Жеводанский зверь
Шрифт:
– Да, вы правы, отец мой, – грустно сказала Кристина. – Я умру от стыда, если узнают… Но этот человек не будет настолько низок, чтобы разгласить свой собственный бесчестный поступок.
– Надеюсь, что нет, дочь моя; кажется, я могу также быть уверен в тех, кто знает вашу тайну; из них опасен лишь, может быть, Легри, но кавалер уверяет, что он так напугал его, что Легри не осмелится сказать ни слова. Но никто не сможет остановить людскую молву, если она подхватит ваши имена. Сам барон боится этого.
– Что же мне делать?
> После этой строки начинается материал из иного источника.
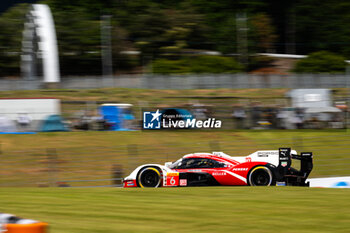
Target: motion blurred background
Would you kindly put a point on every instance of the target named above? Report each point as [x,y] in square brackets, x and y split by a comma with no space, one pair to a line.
[275,72]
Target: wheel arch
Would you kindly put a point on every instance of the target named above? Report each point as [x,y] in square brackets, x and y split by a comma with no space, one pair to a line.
[272,168]
[149,166]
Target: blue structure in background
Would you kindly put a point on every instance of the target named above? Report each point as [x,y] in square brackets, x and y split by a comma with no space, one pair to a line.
[53,123]
[117,115]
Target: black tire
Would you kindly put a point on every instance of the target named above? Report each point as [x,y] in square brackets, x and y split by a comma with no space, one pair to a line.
[149,177]
[260,176]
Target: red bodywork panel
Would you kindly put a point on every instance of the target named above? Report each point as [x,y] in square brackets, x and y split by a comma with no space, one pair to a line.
[234,172]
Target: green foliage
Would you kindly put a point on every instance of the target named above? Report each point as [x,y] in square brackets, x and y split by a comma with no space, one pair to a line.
[11,26]
[199,64]
[321,62]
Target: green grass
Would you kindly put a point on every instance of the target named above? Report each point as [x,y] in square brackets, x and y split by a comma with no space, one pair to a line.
[209,209]
[91,155]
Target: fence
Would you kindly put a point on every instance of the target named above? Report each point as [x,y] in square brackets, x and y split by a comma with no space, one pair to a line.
[105,166]
[211,81]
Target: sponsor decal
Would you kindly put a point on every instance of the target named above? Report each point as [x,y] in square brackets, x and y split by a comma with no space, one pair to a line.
[240,169]
[158,120]
[172,174]
[172,179]
[267,153]
[183,182]
[194,170]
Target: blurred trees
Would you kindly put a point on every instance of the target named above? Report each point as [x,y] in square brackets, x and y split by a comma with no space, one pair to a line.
[170,29]
[197,64]
[321,62]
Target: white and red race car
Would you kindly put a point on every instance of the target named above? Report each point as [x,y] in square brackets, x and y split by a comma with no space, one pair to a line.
[261,168]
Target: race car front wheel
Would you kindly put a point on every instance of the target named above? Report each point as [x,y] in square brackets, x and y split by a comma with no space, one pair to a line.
[260,176]
[149,177]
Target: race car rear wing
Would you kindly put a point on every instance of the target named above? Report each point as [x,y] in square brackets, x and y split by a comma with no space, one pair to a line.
[290,175]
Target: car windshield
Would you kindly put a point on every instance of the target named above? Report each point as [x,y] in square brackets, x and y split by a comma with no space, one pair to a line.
[176,164]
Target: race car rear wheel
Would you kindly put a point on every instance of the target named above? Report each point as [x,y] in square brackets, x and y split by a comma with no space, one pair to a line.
[260,176]
[149,177]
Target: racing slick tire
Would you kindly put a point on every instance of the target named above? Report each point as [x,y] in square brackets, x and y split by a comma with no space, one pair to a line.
[149,177]
[260,176]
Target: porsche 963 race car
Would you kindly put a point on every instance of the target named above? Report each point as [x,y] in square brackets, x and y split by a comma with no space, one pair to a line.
[261,168]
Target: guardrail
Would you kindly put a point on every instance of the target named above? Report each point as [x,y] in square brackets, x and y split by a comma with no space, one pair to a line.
[192,81]
[106,166]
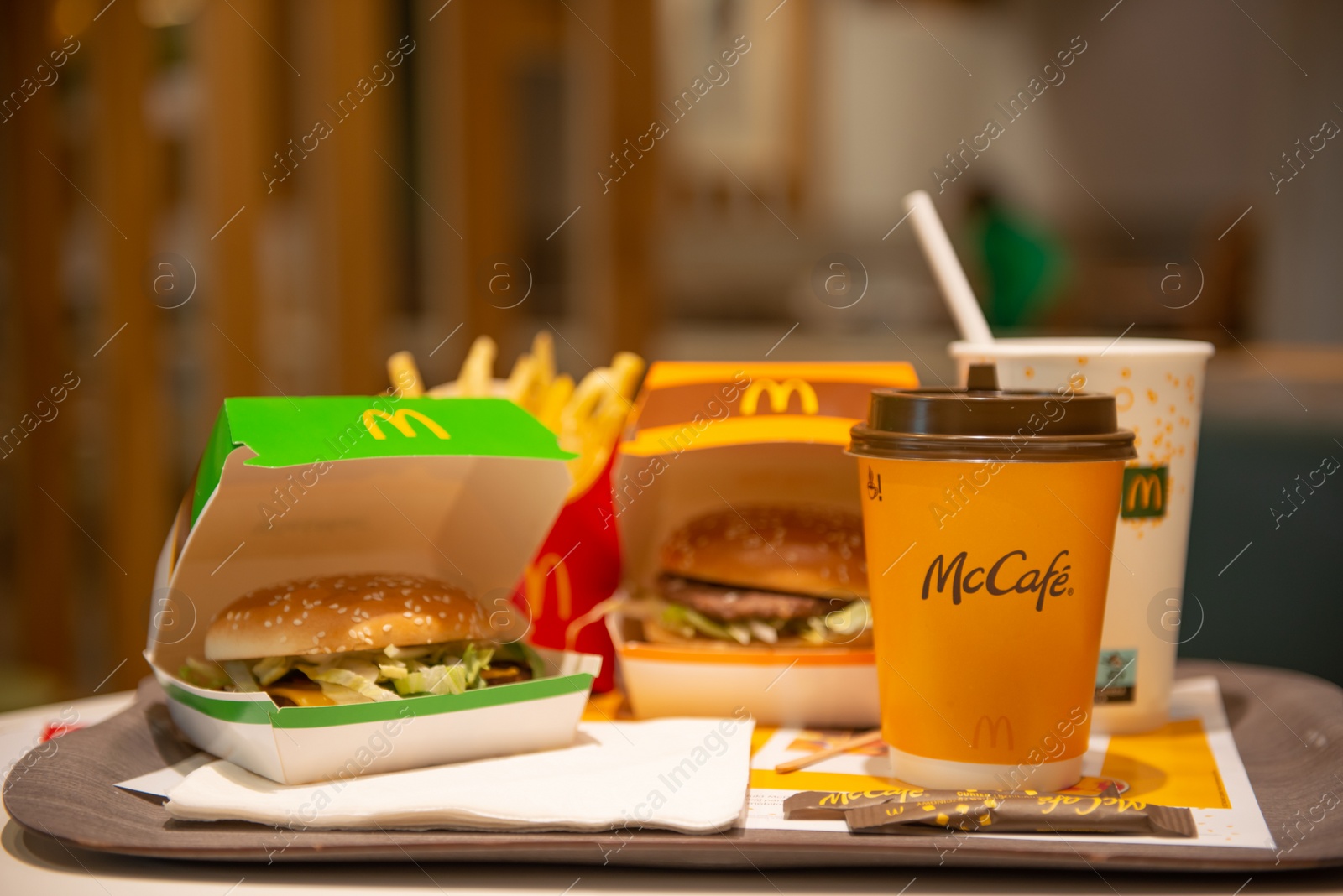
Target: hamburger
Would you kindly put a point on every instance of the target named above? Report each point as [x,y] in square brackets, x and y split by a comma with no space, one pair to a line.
[762,576]
[359,638]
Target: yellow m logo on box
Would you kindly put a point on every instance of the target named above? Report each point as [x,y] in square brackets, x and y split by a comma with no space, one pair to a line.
[535,586]
[994,727]
[402,420]
[779,396]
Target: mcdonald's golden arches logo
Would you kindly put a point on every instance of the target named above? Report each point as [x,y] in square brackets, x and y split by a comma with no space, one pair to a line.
[1146,490]
[402,420]
[994,728]
[779,396]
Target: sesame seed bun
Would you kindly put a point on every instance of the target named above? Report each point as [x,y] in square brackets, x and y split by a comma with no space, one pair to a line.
[339,613]
[792,549]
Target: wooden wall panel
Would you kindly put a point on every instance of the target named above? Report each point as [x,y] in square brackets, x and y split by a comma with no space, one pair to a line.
[635,306]
[128,174]
[38,463]
[346,184]
[237,143]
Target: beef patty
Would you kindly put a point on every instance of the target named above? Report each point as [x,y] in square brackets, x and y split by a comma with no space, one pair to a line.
[727,604]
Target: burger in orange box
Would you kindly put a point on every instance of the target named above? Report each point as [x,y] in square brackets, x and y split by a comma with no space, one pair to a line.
[745,581]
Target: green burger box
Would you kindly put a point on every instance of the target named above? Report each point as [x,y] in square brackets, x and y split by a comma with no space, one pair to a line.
[461,490]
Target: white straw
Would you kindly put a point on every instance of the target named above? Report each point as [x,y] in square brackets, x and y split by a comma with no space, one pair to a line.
[946,267]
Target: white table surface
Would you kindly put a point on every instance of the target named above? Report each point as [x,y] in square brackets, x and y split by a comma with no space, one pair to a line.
[38,866]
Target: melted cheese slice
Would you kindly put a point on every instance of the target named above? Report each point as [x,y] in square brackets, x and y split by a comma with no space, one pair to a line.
[301,696]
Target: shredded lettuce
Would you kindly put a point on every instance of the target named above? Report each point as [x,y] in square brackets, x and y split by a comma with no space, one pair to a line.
[362,676]
[834,628]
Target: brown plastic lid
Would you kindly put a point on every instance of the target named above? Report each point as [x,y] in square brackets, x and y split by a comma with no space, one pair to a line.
[986,423]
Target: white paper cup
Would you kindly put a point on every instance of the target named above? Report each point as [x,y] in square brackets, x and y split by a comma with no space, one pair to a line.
[1158,388]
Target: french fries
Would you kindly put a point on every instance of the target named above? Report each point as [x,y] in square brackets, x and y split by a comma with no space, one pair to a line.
[586,418]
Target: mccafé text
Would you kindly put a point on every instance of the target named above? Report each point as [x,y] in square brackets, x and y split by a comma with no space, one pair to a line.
[998,581]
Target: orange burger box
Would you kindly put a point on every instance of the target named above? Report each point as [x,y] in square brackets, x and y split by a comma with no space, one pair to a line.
[713,438]
[460,490]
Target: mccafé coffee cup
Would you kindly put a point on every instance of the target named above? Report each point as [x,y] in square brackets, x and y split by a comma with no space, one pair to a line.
[990,519]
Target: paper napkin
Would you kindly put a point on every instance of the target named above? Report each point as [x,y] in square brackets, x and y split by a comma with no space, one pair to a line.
[676,774]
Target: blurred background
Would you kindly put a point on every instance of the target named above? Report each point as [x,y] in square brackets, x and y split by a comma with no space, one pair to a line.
[214,197]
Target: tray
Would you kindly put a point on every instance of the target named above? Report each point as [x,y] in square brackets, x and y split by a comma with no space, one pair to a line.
[1287,725]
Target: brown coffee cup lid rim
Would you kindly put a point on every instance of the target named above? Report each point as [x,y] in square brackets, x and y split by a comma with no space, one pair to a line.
[986,423]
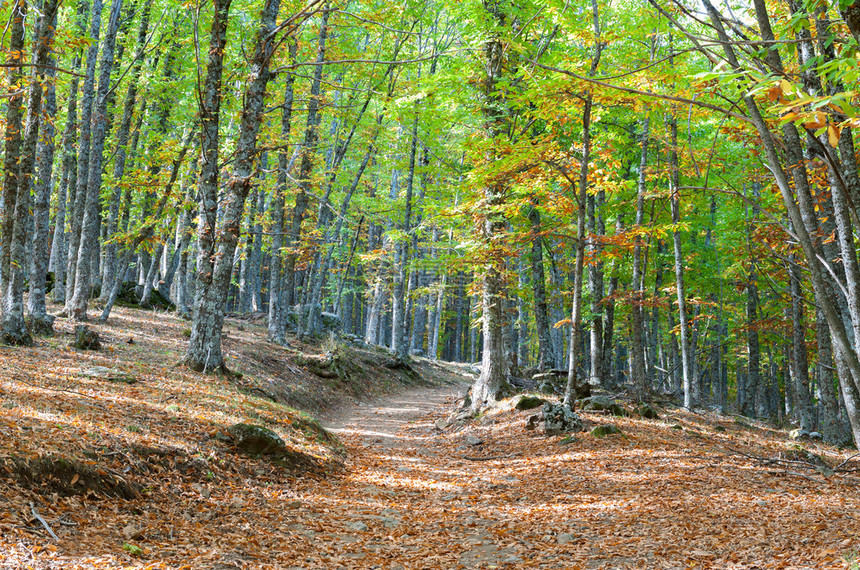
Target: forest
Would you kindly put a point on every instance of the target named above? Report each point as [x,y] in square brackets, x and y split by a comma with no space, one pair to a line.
[652,195]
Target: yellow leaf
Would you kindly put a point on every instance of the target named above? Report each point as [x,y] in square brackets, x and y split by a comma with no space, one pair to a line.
[833,133]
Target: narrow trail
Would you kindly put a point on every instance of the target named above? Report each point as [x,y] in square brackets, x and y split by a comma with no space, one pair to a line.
[418,497]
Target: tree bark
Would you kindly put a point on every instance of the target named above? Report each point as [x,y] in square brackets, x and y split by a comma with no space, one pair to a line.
[90,177]
[44,166]
[215,252]
[492,380]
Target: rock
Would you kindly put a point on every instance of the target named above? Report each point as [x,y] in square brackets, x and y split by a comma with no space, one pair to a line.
[604,430]
[260,442]
[528,402]
[471,439]
[85,339]
[798,433]
[602,404]
[648,412]
[256,440]
[558,418]
[42,324]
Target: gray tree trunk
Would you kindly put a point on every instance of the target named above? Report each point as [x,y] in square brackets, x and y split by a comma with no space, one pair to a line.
[217,244]
[637,344]
[800,362]
[280,282]
[90,180]
[546,356]
[44,167]
[82,167]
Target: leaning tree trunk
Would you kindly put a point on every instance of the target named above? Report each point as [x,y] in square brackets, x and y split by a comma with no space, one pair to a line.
[576,308]
[41,321]
[546,355]
[91,178]
[68,178]
[83,160]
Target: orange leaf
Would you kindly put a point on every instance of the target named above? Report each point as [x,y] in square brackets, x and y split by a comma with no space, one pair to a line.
[833,134]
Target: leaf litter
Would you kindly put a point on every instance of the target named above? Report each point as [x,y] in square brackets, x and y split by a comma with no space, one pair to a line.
[392,490]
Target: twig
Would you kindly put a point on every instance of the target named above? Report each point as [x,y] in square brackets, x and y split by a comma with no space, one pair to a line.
[44,522]
[96,403]
[490,458]
[838,467]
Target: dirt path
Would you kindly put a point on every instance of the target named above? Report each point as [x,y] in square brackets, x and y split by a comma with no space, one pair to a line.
[417,497]
[407,505]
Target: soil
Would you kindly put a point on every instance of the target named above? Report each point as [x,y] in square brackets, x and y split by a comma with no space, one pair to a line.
[398,483]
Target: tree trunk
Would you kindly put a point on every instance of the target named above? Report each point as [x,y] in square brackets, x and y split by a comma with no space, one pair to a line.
[83,158]
[637,344]
[215,256]
[90,178]
[492,379]
[546,357]
[280,280]
[691,395]
[44,166]
[799,364]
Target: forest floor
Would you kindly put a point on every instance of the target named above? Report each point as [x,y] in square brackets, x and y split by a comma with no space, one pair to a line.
[398,485]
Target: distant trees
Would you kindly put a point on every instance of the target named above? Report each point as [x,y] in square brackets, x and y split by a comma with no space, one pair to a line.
[580,199]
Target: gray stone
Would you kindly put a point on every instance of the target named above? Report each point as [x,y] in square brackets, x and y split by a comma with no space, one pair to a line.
[556,419]
[648,412]
[528,402]
[85,338]
[602,404]
[441,424]
[798,434]
[471,439]
[604,430]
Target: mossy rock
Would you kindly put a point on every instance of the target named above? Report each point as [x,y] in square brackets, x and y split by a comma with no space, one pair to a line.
[67,476]
[648,412]
[528,402]
[262,443]
[604,430]
[602,404]
[85,338]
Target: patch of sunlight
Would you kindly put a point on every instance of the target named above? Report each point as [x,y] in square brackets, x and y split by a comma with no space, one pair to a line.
[406,482]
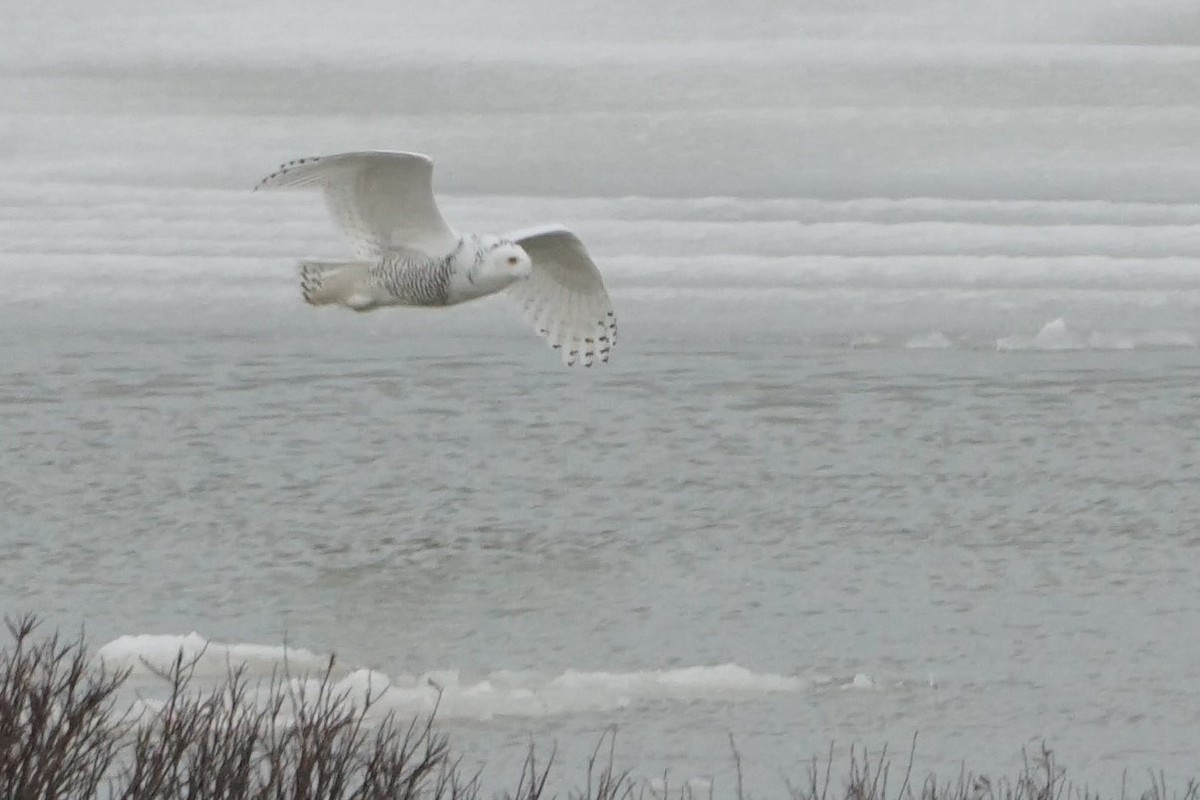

Разве не довольно, что я принимаю этого подлеца в моем доме?
– Благоразумие
– Отец мой, разве вы думаете, что он выздоровеет?
– Это известно лишь Богу, дочь моя; но для того, чтобы свет ни о чем не догадался, вы непременно должны скрыть ваш законный гнев против Ларош-Боассо, даже оказывать ему то внимание, которое больной гость вправе требовать от хозяйки… Например, было бы благоразумно, если б вы навестили его сию же минуту, так чтобы это знали все посторонние, находящиеся в Меркоаре; сплетники, таким образом, не нашли бы себе пищи.
– Как, вы желаете… Даже если б я не имела никакой причины избегать этого человека, разве это не было бы нарушением обычаев?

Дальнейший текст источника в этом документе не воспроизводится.